C’est dans ce cadre que nous suivons plusieurs personnes aux vies sans autre rapport que le lieu et le jour, c’est du moins ce que l’on pourrait croire au premier abord. Mais au fil du récit se dessine un schéma malheureusement représentatif de nos existences, celui d’une société en perte de sens où l’on se croise sans se rencontrer dans un périmètre pourtant très réduit en l’occurrence. Ce sont des solitudes juxtaposées qui disent la douleur intime, le mal-être qui rampe, l’effondrement qui guette.

Roman en trois parties, Uniques porte bien son titre et nous pose la question : « Quel lien existe-t-il entre deux phrases, entre deux personnes, entre plusieurs histoires ? » (p. 145)

Le sujet est devenu désormais assez courant et pourtant :
> La structure originale du roman souligne les maux de notre époque qui ont pour point commun une déshumanisation de la société. Et c’est par le biais de personnages, d’être humains à la fois uniques et archétypaux, que Dominique Paravel injecte une dose d’humanité dans des quotidiens auxquels beaucoup se sont résignés. Elle nous invite à rencontrer Elisa, Violette, Angèle, Élisée et d’autres, mais aussi à prendre du recul sur le processus qui a conduit à la situation actuelle ; elle crée ce lien qui manque.
> L’écriture est à la fois tendre dans le regard porté sur les personnages, ce qui permet au lecteur de s’intéresser à des vies pourtant banales, et singulière dans sa façon d’élaborer une critique sociale. Sans en avoir l’air, l’auteur appuie là où ça fait mal et se moque de la vacuité et du cynisme ambiant.
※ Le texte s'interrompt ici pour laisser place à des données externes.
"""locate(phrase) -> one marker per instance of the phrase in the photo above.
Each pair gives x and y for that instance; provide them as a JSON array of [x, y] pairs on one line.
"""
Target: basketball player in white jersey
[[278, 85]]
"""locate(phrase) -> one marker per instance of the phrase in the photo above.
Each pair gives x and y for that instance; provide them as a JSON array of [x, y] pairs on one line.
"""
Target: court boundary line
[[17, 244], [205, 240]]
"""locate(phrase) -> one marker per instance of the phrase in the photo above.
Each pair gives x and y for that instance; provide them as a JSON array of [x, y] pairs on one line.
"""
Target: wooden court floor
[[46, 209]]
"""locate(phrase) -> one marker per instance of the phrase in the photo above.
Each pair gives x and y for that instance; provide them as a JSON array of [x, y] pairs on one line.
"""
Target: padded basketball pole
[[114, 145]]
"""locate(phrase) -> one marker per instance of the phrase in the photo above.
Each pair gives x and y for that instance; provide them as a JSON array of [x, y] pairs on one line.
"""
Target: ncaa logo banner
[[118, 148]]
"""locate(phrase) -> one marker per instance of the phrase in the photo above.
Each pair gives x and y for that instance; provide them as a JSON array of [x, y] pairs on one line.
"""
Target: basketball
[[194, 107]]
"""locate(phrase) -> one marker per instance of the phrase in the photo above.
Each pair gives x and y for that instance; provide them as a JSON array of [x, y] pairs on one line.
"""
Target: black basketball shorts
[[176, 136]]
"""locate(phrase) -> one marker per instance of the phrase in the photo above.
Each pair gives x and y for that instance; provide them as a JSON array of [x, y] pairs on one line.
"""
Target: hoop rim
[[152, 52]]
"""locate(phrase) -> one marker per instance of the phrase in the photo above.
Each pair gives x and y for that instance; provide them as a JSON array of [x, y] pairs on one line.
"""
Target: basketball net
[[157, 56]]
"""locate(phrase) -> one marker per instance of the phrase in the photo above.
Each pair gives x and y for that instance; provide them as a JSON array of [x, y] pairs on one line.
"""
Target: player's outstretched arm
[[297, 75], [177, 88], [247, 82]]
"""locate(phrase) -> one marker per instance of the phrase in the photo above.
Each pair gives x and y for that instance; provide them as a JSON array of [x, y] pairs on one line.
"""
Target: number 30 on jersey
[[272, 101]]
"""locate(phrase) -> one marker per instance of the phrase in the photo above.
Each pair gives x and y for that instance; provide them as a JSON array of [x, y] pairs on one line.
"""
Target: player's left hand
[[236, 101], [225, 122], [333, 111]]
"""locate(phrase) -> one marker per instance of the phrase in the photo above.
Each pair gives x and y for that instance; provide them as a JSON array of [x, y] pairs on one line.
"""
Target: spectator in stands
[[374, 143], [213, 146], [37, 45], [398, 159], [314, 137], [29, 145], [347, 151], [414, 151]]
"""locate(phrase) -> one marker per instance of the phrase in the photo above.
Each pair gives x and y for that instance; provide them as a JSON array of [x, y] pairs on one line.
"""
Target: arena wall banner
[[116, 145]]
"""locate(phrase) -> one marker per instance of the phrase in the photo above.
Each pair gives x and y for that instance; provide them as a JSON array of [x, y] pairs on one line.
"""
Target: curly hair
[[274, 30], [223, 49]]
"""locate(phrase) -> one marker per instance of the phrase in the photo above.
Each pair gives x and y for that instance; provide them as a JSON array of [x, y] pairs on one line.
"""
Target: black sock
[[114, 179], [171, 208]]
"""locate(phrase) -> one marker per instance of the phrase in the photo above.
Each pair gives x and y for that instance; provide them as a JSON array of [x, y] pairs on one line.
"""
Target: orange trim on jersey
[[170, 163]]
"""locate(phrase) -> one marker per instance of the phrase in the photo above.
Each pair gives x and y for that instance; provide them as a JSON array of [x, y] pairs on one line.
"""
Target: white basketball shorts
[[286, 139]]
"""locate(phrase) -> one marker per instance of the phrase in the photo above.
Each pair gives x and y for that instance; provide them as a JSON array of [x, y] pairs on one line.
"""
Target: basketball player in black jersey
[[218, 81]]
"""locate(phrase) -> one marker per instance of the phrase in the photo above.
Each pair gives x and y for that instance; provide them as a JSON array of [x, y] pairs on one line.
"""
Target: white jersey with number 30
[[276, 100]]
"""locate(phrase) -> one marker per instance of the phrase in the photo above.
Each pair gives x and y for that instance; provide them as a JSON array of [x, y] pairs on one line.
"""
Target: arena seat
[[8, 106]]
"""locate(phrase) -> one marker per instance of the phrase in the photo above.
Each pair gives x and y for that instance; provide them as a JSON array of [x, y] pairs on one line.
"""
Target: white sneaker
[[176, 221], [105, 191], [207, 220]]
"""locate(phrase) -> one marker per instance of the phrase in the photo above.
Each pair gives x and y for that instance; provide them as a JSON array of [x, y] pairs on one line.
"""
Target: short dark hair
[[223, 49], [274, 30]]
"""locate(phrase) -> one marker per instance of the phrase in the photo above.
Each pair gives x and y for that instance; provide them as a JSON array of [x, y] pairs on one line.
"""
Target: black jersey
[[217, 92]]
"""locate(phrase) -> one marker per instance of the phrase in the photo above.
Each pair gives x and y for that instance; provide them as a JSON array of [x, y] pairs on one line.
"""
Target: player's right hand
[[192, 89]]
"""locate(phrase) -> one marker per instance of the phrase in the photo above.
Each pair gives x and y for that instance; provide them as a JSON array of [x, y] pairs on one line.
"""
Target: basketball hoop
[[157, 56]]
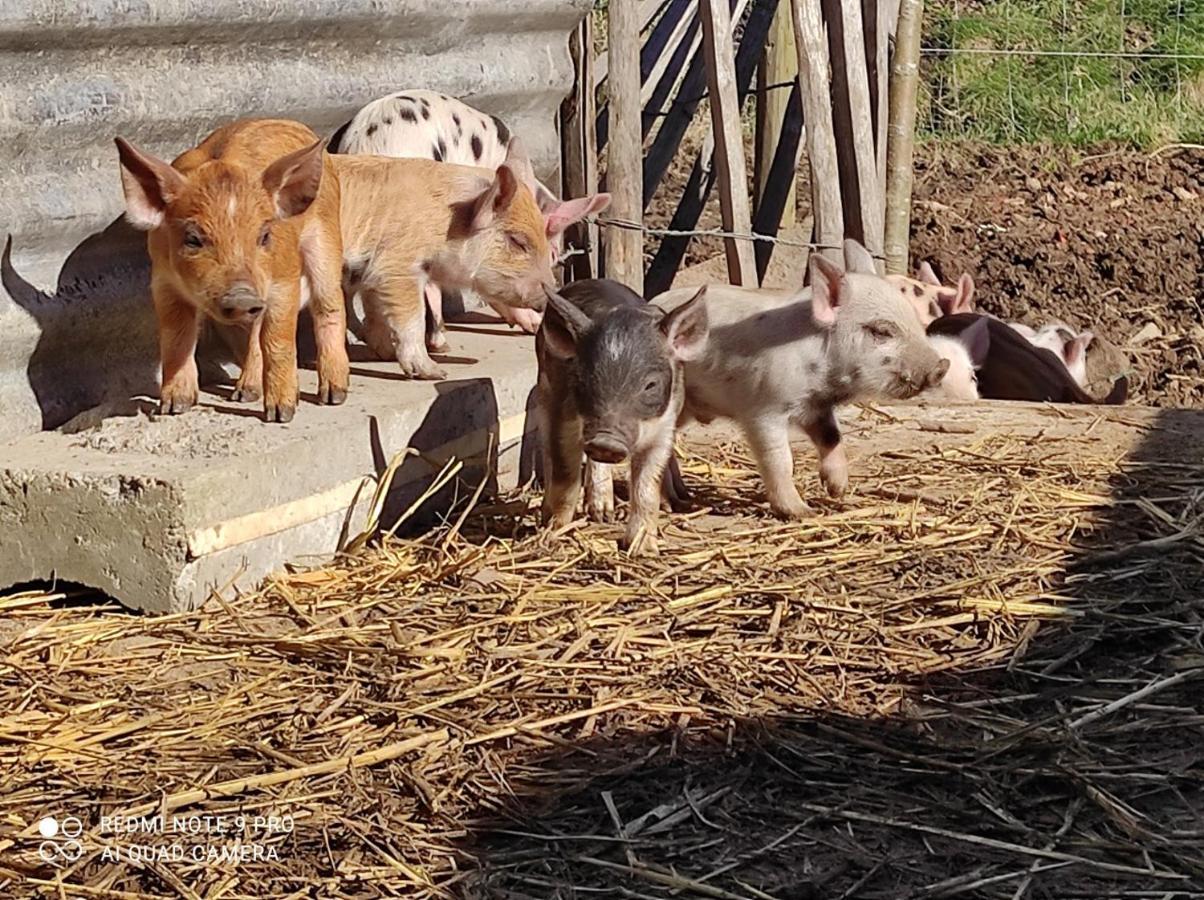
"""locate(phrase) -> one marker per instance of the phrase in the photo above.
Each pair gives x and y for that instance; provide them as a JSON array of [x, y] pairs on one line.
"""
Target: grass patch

Uniques n’est pas un livre misérabiliste mais plutôt une invitation à l’humanisme, cet esprit que nous avons perdu de vue et qui pourtant permet aux êtres humains de vivre pleinement et harmonieusement. En vérité, c’est un livre qui donne de l’espoir parce qu’il incite à la révolte, pas à la révolution, mais à une envie de dire : « stop ! Je ne joue plus ; revoyons les règles... ensemble. »



Ce livre a été lu dans le cadre de l’opération « La voie des indés 2013 » proposée par Libfly mettant à l’honneur des éditeurs indépendants, en l’occurrence Serge Safran.